Well, sure. A thousand, fifteen hundred people. What did a person need to survive, maybe a pound of grain per day? Even adding what they could hunt and fish from their surroundings, that stolen food had been barely enough to keep them alive.
The discussion at the campfire rose in volume. It was animated—almost, but not quite an argument. She was suddenly sure they were discussing Ezekiel and Blister Creek. Food supply gone, now what do we do? And will those polygamist whackos attack us again?

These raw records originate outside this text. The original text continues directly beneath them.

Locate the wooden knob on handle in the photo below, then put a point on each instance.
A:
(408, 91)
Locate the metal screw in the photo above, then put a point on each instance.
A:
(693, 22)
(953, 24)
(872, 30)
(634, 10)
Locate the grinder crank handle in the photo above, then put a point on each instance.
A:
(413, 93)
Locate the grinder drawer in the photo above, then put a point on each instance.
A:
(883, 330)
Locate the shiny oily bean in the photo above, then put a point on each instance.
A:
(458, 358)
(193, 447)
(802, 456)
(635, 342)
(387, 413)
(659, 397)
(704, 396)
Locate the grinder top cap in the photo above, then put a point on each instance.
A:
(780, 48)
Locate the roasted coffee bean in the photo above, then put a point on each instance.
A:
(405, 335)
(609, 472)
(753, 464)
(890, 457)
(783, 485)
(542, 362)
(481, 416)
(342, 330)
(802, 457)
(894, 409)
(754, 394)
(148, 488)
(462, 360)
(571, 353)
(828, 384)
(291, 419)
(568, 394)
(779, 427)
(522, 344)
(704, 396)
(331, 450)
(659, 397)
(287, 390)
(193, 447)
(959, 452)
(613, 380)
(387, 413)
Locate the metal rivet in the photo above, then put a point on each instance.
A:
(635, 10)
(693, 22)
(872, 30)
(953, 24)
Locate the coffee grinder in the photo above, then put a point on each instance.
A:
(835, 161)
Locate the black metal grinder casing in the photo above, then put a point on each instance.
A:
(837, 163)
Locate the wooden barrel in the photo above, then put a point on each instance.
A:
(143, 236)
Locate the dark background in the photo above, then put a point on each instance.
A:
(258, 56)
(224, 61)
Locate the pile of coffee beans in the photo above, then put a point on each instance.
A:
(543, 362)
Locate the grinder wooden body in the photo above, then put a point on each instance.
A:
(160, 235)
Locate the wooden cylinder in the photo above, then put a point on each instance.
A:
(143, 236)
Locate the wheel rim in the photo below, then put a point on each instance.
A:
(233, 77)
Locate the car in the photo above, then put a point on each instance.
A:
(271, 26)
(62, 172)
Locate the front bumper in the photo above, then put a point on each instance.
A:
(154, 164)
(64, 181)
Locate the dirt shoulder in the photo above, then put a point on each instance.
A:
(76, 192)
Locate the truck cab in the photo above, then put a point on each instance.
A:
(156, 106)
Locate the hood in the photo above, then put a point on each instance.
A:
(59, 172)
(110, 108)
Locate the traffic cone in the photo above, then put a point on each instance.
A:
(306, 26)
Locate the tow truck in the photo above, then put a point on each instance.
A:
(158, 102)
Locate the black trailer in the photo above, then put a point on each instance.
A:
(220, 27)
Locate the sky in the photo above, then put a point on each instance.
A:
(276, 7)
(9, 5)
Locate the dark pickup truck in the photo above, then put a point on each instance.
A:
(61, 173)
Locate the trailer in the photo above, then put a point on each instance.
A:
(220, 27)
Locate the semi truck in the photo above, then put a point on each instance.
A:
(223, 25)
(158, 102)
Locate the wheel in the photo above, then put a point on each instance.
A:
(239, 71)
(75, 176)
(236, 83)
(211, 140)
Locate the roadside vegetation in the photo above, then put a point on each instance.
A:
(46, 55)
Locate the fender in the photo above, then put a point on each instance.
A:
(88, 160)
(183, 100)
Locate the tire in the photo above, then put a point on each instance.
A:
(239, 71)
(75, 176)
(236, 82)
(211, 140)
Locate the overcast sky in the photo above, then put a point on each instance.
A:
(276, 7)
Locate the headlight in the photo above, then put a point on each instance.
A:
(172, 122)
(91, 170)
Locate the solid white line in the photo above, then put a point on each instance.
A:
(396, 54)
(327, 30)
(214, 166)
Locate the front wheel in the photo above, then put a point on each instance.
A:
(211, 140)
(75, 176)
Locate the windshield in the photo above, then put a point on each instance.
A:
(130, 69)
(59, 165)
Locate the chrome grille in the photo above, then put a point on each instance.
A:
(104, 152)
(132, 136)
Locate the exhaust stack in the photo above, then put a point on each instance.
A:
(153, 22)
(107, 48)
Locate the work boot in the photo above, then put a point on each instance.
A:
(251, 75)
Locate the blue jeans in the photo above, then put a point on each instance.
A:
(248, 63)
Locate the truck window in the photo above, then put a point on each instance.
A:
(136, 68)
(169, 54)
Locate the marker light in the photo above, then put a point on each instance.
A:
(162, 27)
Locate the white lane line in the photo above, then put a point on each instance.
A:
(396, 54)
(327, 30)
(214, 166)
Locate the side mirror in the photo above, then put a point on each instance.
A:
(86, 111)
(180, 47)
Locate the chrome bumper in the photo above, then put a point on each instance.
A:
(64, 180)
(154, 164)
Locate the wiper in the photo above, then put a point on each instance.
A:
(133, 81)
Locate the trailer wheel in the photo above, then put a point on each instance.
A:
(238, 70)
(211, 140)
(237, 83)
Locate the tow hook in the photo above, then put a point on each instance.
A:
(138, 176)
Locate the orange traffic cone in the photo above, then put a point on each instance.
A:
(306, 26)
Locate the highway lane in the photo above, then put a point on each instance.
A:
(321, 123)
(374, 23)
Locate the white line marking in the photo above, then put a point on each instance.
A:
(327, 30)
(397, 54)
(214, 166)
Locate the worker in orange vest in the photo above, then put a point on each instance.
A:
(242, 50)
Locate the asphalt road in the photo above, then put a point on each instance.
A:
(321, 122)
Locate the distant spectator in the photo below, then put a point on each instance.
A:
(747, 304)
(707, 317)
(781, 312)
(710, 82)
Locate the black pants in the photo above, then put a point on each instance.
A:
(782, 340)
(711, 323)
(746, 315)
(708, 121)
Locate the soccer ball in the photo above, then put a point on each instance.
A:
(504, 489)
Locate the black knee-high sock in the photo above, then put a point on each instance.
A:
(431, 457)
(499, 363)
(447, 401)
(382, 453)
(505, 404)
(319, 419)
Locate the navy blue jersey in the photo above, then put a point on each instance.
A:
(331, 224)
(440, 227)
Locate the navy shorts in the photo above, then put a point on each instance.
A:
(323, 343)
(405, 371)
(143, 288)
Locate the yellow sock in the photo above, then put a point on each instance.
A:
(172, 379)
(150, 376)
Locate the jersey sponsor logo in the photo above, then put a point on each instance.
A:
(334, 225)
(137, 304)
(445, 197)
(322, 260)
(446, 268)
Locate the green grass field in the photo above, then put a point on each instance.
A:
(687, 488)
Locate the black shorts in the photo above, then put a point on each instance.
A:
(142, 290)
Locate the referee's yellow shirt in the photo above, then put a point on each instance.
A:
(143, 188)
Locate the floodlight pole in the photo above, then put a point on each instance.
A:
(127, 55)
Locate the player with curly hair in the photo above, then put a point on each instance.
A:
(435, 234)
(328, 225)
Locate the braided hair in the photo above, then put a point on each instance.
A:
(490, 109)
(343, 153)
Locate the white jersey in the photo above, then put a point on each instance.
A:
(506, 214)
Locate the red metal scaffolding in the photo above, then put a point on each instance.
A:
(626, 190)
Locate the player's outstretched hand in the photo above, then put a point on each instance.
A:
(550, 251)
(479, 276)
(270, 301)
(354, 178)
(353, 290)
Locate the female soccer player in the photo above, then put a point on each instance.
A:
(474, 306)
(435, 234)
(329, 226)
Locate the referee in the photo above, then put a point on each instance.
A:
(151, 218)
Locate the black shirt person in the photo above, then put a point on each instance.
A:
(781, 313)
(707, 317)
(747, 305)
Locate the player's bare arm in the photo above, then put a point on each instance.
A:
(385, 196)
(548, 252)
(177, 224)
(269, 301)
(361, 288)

Miriam was itching to get closer and eavesdrop on their conversation, so she wandered back and forth through camp, coming at the clearing from several directions. But she couldn’t find any way to approach without stepping into the firelight. She didn’t see Ezekiel, so she didn’t worry about getting recognized. But with so many men and women, it wouldn’t take long to figure out that
nobody
knew her. Two seconds after that there’d be trouble.
Instead, she gave up and went looking for Jacob’s truck. She picked her way through the tents until she found a fifth-wheel trailer up by the road, two of its windows broken out and taped with old newspapers instead. There was nobody lurking around it, and so she pressed herself against the side and put on the night vision goggles, dialing them down to compensate for the moonlight. She looked up toward the highway.
Jacob’s stolen truck sat off the shoulder of the road, several yards down the muddy slope, roughly a hundred yards distant from the edge of camp. A man with a long-barreled gun stood guard. He wore a long, scraggly beard, but he was too skinny and short to be Ezekiel. She was wondering where to look next when she spotted movement inside the truck cabin. There was someone in there. And that could only be one person.